Sarebbe veramente il caso di diffondere la Costituzione, anche all’ingresso degli stadi, ma ancora più importante educare le nuove generazioni a conoscerla e, soprattutto, a tradurre in comportamenti adeguati  i principi in essa contenuti.

 “Negro di merda”. Questo è l’insulto che taluni tifosi hanno gentilmente indirizzato al calciatore Balotelli, un nostro connazionale che ha la sventura di avere la pelle di un colore diverso da quello degli italiani purosangue.

Prendiamo la macchina del tempo e catapultiamoci per qualche minuto (solo per qualche minuto) nel ventennio mussoliniano. Il II Libro del Fascista, pubblicato dalle officine grafiche A. Mondadori di Verona, spiega agli studenti che l’umanità si divide in razze, che la razza ariana ha la supremazia su tutte le altre, che gli italiani appartengono ovviamente alla razza ariana, cha la razza negroide è una razza inferiore. A pagina 114 del citato manuale, si legge: «L’evidente inferiorità di alcune razze, e specialmente di quella che si è convenuto di chiamare negroide, viene attribuita a una decadenza progressiva nel corso di lunghissimi periodi di tempo». Siamo nel 1938, anno XVI dell’Era Fascista, e l’insulto “negro di merda” è perfettamente coerente col razzismo istituzionale, insegnato nelle scuole dai fieri maestri fascisti.

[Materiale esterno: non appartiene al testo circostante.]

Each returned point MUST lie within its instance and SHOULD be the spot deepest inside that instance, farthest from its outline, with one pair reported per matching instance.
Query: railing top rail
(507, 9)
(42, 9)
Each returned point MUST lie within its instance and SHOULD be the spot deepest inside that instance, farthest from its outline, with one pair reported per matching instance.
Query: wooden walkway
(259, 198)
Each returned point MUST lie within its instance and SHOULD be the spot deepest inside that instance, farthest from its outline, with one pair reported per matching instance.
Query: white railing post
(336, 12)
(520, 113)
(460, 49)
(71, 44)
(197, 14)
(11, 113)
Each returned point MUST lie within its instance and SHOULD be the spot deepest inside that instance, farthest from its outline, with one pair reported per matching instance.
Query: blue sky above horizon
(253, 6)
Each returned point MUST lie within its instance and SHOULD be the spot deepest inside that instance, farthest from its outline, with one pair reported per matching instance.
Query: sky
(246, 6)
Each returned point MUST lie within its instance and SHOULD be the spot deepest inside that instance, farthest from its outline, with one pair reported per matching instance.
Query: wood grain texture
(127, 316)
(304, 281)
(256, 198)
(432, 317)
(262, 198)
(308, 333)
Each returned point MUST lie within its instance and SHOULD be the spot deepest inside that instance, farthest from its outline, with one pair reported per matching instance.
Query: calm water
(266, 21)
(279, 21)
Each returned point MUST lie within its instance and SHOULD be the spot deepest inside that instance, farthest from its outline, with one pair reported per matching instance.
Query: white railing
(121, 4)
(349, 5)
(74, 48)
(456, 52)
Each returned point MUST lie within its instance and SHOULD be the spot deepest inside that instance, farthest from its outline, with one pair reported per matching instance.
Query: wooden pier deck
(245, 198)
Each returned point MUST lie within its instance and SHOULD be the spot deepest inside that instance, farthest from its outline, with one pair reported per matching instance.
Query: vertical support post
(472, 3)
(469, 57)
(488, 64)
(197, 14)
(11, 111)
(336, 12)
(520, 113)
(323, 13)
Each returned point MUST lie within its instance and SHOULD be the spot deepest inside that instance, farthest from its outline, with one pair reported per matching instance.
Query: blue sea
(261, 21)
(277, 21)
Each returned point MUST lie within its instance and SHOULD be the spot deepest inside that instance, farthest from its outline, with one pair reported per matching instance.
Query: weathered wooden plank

Ma torniamo nel 2009, e riflettiamo un po’. Il razzismo è un istinto animale, un sentimento naturale che la ragione ha progressivamente affievolito. Ma non debellato. La nostra Carta Costituzionale ha il pregio di vietare chiaramente ogni forma di discriminazione razziale in quell’art. 3 che enuncia il più fondamentale dei principi fondamentali, quello di uguaglianza. Il primo comma recita: «Tutti i cittadini hanno pari dignità sociale sono eguali davanti alla legge, senza distinzione di sesso, di razza, di lingua, di religione, di opinioni politiche, di condizioni personali e sociali».

Sorge il dubbio che i tifosi “amici” di Balotelli  non abbiano seguito con profitto le lezioni di educazione civica, impartite dai professori dell’Era Democratica. Data questa evidente impreparazione civile, si propone una iniziativa pregevole: regalare la Costituzione italiana all’ingresso degli stadi. Essa potrebbe rivelarsi un prezioso antidoto alla “stronzaggine” razzista.